Search basics

Valid from Datafari 6.0

The search phase is the most "intuitive" one, in a sense that it leverages user interface paradigms that are already widespread thanks to web search engines such as Google or Bing, and also thanks for ecommerce search engines such as eBay or Amazon. We explain briefly here the different capabilities that Datafari exposes, thanks to the graphical framework Ajaxfrancelabs, and of course thanks to the Apache Solr engine working behind the scene.
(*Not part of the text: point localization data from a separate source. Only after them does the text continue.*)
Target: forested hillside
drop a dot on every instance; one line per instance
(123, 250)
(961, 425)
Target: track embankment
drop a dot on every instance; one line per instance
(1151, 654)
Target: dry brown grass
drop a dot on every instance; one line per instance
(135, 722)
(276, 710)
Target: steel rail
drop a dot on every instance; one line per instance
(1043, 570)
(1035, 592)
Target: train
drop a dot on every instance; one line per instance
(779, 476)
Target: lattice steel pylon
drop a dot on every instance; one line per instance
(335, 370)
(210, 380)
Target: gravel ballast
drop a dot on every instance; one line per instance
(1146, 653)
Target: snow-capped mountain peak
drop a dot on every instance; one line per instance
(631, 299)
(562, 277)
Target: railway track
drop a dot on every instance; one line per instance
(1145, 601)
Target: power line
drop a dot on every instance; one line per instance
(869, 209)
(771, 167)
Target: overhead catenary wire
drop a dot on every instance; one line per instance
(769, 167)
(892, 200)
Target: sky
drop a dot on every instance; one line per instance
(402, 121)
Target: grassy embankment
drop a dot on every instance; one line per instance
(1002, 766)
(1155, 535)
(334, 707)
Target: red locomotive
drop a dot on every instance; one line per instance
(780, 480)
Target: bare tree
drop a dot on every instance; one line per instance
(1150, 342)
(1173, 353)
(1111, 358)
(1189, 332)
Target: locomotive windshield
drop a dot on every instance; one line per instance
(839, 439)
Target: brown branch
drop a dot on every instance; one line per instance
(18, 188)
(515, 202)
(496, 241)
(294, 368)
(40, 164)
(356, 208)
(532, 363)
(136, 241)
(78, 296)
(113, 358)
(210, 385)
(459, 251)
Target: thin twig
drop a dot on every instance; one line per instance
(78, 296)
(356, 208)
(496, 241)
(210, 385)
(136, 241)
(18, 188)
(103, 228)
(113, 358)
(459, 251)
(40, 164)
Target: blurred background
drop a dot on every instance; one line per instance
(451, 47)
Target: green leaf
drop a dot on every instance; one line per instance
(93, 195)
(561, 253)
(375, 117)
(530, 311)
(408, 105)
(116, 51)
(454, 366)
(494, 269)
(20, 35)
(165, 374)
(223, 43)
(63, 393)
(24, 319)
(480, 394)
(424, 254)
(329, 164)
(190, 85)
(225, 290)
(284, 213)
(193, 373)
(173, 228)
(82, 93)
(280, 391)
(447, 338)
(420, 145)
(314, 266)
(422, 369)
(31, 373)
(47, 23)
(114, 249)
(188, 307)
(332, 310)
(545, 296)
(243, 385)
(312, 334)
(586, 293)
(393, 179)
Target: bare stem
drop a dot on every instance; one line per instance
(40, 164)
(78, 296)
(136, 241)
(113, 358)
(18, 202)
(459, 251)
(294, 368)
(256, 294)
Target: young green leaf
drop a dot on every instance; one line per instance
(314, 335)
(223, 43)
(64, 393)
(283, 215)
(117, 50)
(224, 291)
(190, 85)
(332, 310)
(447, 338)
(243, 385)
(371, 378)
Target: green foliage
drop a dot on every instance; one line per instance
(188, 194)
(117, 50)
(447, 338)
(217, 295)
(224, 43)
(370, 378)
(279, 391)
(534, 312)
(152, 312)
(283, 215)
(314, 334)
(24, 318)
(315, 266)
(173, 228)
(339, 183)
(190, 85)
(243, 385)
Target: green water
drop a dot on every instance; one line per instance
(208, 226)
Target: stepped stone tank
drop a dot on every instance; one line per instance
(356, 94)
The first page you see when you use the search functionnality, is a simple search bar. Start typing text in it, and the autocomplete automatically starts proposing you terms that are present in the search index, ranked by "relevance" (the relevance here being mainly correlated to the terms frequency in the corpus). You can either continue typing, or at any point in time you can click on one of the proposed term. The autocomplete by default is a term by term autocomplete. If you select a term, and type a whitespace and start typing a second term, the autocomplete will work on the second term.

image-20240320-071914.png

Once you've clicked the search icon, the display takes you to the search result page. This page is composed as follows: on the upper part, you get the standard search bar. On the left, you get the default facets to filter and navigate through the results. And on the right, you get the list of results ranked by relevance, related to the query terms. These panels use defaults views, and you can refer to the https://datafari.atlassian.net/wiki/spaces/DATAFARI/pages/1517813761 if you want to modify the display. The deeper the modifications, the more probable it is that you will need to modify also the configuration of the Solr of Datafari, in which case you should refer to the reference Apache Solr documentation (check Release notes - Community Edition for the current version of Solr in use in Datafari).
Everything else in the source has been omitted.